Reliant Energy Inc. also called on FERC to lift price caps on long-term capacity releases. “Reliant believes that current pipeline capacity rules with respect to long-term capacity releases encourage shippers to hold long-term firm capacity [that] they are not using, rather than releasing the capacity to those who value it the most…Removal of the cap would encourage shippers who hold long-term firm capacity to release it when they are not using it so as to allow shippers that value the capacity the most to obtain it and to provide more accurate price signals concerning the value of the capacity and greater cost recovery to holders of long-term capacity who may wish to release capacity,” the Houston-based company said.

The comments were in response to FERC’s notice of proposed rulemaking (NOPR), which was issued in November, that seeks to permanently lift the maximum rate ceiling on secondary capacity releases of one year or less (see NGI, Nov. 19, 2007). The NOPR in its current form would not apply to long-term releases of more than one year or to primary sales of capacity by interstate natural gas pipelines.

The NOPR also seeks to encourage the use of asset management arrangements (AMAs) by exempting capacity releases in this area from bidding requirements and the prohibition against tying [RM08-1].

An AMA is a prearranged capacity release where a capacity holder releases some of its capacity to an asset manager who then agrees to supply the gas needs of the releasing shipper.

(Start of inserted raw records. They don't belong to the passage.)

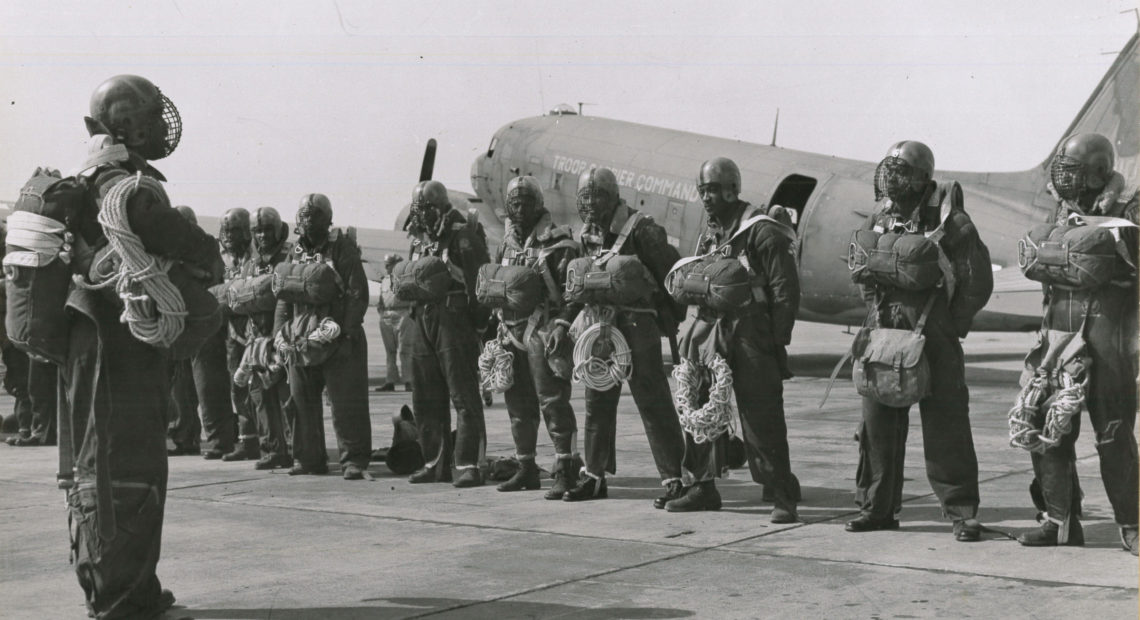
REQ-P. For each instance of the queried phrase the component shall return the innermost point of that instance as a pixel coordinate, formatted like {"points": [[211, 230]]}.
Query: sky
{"points": [[283, 98]]}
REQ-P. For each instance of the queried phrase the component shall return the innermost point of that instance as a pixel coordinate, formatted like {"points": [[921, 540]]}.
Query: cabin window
{"points": [[794, 193]]}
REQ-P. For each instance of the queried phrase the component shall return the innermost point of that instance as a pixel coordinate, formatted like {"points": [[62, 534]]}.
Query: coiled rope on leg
{"points": [[496, 366], [1068, 402], [591, 367], [1023, 430], [153, 307], [714, 418]]}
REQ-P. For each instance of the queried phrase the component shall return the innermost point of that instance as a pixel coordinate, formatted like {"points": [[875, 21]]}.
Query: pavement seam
{"points": [[437, 522], [1044, 582]]}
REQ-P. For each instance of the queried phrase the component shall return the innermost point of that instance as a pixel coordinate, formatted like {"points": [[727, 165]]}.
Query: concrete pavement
{"points": [[254, 545]]}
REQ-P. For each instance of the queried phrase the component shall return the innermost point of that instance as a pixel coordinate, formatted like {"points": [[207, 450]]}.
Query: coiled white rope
{"points": [[589, 367], [714, 418], [1023, 431], [496, 366], [1067, 402], [153, 307]]}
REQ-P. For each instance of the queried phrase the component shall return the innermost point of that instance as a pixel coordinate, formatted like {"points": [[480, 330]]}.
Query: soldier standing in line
{"points": [[446, 345], [325, 344], [751, 340], [542, 368], [611, 226], [396, 327]]}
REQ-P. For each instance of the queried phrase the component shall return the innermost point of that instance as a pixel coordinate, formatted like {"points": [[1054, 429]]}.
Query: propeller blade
{"points": [[425, 170]]}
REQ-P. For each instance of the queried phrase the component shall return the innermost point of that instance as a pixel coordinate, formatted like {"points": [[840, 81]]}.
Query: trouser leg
{"points": [[1112, 402], [15, 382], [601, 431], [128, 438], [951, 463], [430, 393], [185, 429], [553, 399], [651, 393], [522, 406], [41, 391], [458, 356], [306, 386], [247, 431], [882, 448], [759, 399], [1056, 473], [347, 377], [267, 405], [388, 336], [212, 384], [406, 335]]}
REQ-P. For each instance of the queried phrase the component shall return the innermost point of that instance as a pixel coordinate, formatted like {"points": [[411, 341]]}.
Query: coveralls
{"points": [[343, 373], [752, 342], [648, 383], [951, 463], [446, 351], [117, 390]]}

BG Energy Co. said it “strongly supports” the agency’s proposal with respect to AMAs, but it urged the agency to make “two critical modifications.” For one, “the AMA definition should be revised to permit the parties to determine by mutual agreement pursuant to the terms of each AMA as to when the releasing shipper may call upon the replacement shipper to deliver to the releasing shipper a volume of gas equal to the daily contract demand of the released AMA transportation capacity,” it noted.

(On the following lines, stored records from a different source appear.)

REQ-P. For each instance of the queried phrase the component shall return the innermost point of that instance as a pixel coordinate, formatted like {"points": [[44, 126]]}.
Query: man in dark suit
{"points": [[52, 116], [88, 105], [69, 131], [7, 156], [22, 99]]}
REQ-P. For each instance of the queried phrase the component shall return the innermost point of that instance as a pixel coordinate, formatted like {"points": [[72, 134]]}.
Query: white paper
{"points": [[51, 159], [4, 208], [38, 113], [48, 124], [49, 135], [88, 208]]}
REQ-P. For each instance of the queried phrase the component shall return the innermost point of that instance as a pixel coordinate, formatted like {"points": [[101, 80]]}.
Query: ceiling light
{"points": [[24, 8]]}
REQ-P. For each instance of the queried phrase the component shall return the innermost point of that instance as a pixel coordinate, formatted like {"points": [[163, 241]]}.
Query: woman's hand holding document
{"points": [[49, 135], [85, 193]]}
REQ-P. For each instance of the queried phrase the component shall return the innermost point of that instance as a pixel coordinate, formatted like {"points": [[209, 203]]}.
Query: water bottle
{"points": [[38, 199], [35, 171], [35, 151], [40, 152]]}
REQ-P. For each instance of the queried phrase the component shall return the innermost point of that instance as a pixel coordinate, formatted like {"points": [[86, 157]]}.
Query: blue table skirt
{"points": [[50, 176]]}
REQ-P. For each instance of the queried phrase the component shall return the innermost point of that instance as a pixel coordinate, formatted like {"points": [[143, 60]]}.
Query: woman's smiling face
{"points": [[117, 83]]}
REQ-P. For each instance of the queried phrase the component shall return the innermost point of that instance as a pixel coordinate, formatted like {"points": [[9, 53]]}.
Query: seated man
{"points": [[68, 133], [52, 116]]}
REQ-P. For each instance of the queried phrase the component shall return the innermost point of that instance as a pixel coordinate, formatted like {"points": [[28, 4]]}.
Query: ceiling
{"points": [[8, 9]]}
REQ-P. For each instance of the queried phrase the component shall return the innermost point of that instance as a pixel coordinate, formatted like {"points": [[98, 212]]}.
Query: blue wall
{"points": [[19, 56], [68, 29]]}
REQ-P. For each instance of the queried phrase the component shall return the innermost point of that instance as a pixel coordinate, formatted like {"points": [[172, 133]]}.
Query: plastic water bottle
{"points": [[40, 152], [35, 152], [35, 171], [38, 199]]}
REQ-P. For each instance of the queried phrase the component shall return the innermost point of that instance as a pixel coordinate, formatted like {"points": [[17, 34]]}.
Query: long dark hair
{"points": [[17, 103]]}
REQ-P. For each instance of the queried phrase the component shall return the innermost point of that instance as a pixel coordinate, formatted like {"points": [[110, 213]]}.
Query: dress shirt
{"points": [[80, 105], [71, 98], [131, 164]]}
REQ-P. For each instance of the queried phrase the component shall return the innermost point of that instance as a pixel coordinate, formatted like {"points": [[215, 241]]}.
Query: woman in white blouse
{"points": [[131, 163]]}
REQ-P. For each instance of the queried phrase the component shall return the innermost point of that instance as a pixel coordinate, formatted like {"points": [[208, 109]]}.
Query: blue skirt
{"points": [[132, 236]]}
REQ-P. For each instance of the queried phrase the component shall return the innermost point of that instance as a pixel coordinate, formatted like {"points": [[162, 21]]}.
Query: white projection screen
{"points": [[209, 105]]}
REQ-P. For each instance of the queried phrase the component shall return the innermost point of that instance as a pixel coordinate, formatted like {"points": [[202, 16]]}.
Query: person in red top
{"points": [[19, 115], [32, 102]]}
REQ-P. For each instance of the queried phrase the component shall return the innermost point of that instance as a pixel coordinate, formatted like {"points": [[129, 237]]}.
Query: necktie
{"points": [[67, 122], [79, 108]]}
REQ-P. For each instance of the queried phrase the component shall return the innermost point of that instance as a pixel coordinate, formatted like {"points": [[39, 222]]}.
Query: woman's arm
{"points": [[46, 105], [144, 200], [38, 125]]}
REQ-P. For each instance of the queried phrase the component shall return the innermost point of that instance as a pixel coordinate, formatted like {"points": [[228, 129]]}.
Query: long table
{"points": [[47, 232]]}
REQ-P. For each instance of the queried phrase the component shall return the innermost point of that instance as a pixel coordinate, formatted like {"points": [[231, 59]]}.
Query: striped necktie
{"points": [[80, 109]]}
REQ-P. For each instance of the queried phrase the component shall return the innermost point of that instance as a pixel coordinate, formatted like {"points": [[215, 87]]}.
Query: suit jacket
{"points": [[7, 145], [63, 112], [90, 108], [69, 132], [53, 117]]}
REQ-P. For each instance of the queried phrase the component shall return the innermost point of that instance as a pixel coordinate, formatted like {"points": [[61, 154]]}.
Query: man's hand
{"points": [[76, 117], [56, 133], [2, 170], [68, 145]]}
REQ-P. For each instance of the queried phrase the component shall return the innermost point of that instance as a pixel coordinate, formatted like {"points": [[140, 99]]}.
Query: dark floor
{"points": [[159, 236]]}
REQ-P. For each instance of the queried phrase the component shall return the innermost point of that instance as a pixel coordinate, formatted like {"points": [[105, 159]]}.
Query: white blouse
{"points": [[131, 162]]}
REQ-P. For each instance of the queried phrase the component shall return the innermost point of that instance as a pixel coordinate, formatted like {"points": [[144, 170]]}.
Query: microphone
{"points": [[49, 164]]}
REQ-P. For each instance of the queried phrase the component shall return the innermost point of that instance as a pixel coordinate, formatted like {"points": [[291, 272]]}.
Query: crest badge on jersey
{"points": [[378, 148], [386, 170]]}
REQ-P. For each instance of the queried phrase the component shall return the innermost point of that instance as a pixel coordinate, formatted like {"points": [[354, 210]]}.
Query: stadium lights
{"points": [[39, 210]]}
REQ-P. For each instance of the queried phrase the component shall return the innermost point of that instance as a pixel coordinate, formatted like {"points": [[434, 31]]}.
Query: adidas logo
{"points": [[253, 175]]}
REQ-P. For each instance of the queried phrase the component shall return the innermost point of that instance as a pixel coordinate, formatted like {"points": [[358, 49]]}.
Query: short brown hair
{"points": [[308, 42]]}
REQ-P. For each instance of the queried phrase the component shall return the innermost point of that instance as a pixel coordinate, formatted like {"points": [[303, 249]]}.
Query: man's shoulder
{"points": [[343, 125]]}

Second, “natural gas producers should be eligible to enter into AMAs. Most, if not all, of the benefits of AMAs identified in the NOPR apply with equal weight to producers seeking to optimize natural gas transportation arrangements and to minimize costs,” BG Energy said.

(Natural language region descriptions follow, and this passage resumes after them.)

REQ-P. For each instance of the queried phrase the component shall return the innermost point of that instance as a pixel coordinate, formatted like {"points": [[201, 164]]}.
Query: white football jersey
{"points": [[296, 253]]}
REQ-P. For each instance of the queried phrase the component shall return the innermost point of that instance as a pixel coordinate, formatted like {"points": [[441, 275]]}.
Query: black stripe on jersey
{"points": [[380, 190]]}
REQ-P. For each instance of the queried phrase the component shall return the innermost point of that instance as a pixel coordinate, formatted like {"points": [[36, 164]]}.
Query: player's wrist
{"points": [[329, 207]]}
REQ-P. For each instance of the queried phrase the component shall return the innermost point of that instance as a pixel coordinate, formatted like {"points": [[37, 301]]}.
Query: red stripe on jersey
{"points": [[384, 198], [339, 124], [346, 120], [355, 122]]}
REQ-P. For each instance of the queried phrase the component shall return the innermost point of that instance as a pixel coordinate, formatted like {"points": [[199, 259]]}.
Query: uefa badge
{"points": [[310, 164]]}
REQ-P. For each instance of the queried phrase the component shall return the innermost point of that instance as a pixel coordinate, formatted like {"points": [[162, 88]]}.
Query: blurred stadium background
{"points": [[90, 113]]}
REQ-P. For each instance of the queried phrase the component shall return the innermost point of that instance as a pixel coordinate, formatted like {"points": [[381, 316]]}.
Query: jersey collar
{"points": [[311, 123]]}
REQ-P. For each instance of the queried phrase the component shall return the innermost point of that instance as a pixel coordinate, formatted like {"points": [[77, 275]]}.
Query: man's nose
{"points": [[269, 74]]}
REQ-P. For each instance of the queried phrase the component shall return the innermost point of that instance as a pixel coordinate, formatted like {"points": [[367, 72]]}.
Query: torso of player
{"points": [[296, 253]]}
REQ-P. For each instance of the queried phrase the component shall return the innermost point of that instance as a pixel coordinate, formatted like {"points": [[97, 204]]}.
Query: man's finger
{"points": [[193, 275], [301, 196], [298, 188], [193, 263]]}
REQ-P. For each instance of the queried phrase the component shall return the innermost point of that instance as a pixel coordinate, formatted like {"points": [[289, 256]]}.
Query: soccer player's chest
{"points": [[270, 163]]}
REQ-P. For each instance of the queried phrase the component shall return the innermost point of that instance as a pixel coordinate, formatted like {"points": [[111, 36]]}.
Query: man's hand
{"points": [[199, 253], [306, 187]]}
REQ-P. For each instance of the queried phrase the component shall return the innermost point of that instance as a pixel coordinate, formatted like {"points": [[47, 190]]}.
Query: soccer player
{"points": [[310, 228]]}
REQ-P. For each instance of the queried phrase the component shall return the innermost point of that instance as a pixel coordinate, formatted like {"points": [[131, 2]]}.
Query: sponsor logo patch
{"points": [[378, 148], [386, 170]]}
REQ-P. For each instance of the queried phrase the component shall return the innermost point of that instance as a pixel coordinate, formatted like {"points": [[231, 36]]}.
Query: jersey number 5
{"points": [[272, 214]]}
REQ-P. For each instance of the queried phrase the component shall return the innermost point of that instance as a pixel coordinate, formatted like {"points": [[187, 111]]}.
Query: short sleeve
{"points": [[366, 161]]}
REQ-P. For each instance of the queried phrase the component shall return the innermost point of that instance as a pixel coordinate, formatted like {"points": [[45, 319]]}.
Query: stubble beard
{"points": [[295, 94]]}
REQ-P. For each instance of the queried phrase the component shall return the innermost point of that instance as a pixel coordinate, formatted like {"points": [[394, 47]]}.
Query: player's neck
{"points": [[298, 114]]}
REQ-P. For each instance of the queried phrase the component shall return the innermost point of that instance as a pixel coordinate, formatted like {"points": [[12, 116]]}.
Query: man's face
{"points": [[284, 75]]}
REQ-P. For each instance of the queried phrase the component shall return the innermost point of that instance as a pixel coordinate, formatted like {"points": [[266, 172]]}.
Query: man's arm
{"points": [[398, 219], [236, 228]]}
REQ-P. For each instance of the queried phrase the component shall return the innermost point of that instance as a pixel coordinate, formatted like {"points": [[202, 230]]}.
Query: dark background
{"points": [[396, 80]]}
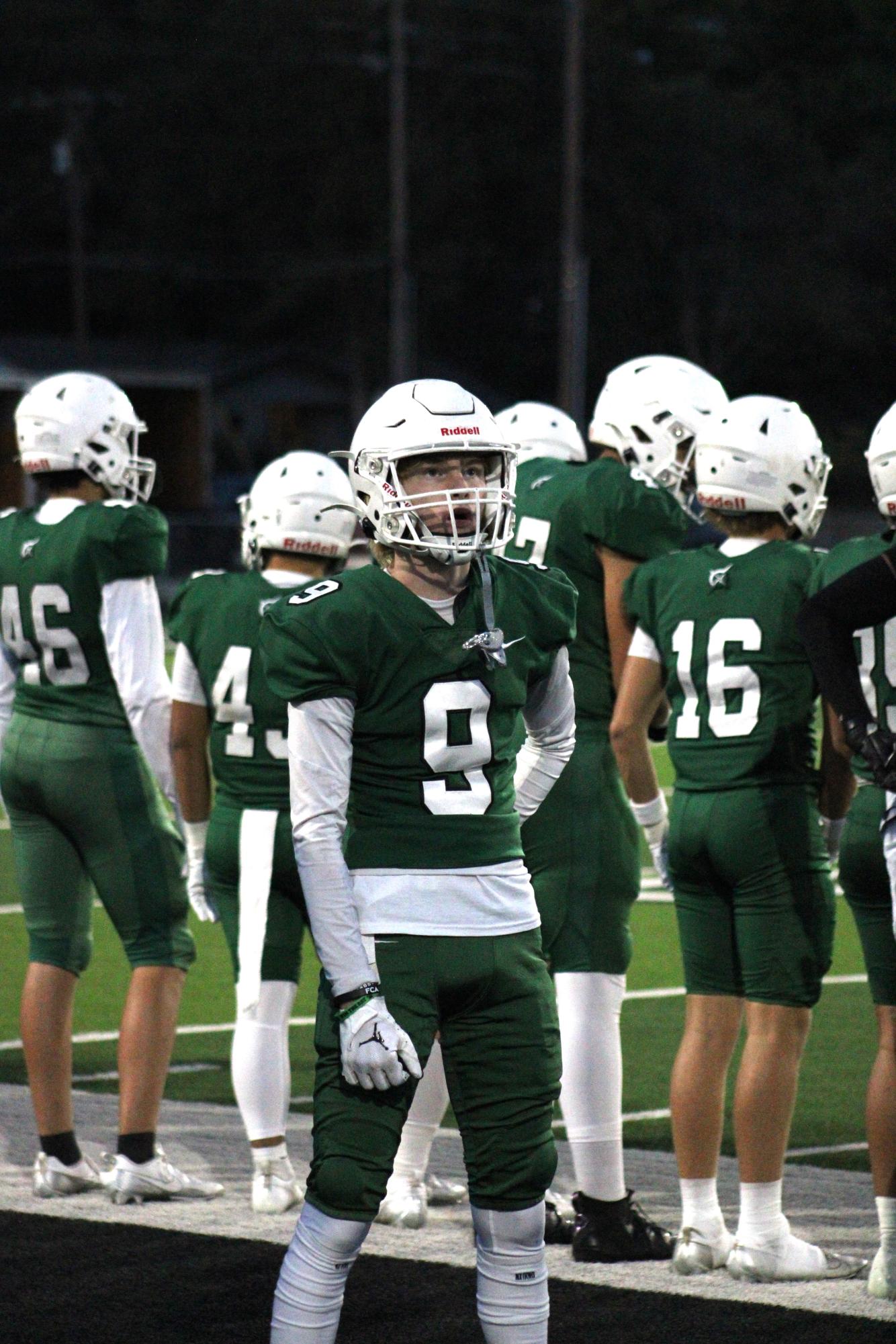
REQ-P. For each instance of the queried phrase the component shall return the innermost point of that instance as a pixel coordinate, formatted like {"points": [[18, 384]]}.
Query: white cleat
{"points": [[699, 1254], [54, 1180], [132, 1183], [276, 1185], [882, 1280], [405, 1204], [788, 1259], [440, 1191]]}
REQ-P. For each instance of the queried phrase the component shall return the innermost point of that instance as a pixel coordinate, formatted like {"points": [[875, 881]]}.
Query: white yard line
{"points": [[111, 1074], [89, 1038], [830, 1148]]}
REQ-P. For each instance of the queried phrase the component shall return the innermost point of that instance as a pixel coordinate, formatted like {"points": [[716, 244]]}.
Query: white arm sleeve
{"points": [[644, 647], [550, 726], [131, 623], [320, 768], [185, 679]]}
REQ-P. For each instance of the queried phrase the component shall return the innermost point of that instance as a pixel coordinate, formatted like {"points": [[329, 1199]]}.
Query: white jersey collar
{"points": [[54, 511], [735, 546], [285, 578]]}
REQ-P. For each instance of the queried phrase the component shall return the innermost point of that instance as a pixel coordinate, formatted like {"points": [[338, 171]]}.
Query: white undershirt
{"points": [[643, 645], [132, 629], [463, 902]]}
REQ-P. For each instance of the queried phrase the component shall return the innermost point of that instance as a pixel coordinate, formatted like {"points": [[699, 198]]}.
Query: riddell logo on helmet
{"points": [[308, 547], [735, 502]]}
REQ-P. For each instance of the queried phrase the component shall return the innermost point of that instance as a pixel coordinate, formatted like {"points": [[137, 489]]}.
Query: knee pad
{"points": [[512, 1274], [308, 1298], [260, 1061]]}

Likewise the Independent Oil & Gas Association of West Virginia (IOGA), which represents Appalachian producers, said FERC’s definition of AMA in its proposed rule was “too narrow,” and it called for it to be expanded to include production-related AMAs. “The Commission’s NOPR focuses on downstream AMAs in which a local distribution company (LDC) or end-user retains a marketing company to manage its capacity and gas supply requirements,” but it fails to mention producer AMAs, the group said.

“Just as many LDCs seek experts in capacity management and marketing to manage and optimize interstate capacity and supply assets, producers — and particularly small producers — turn to market/asset managers to manage the producer’s firm capacity while contractually committing to purchase all of the producer’s gas. The Commission must consider the release of capacity in such transactions to be part of a bona fide AMA,” the IOGA noted.

“If an LDC can qualify for an exemption from bidding and the prohibition against tying because an asset manager must agree to serve the LDC’s requirements, a producer with similar requirements at the upstream end of the pipeline also must quality,” it told FERC. “The Commission must not extend undue preferences to LDCs or end-use capacity holders that are not equally available to similarly situated producer capacity holders.”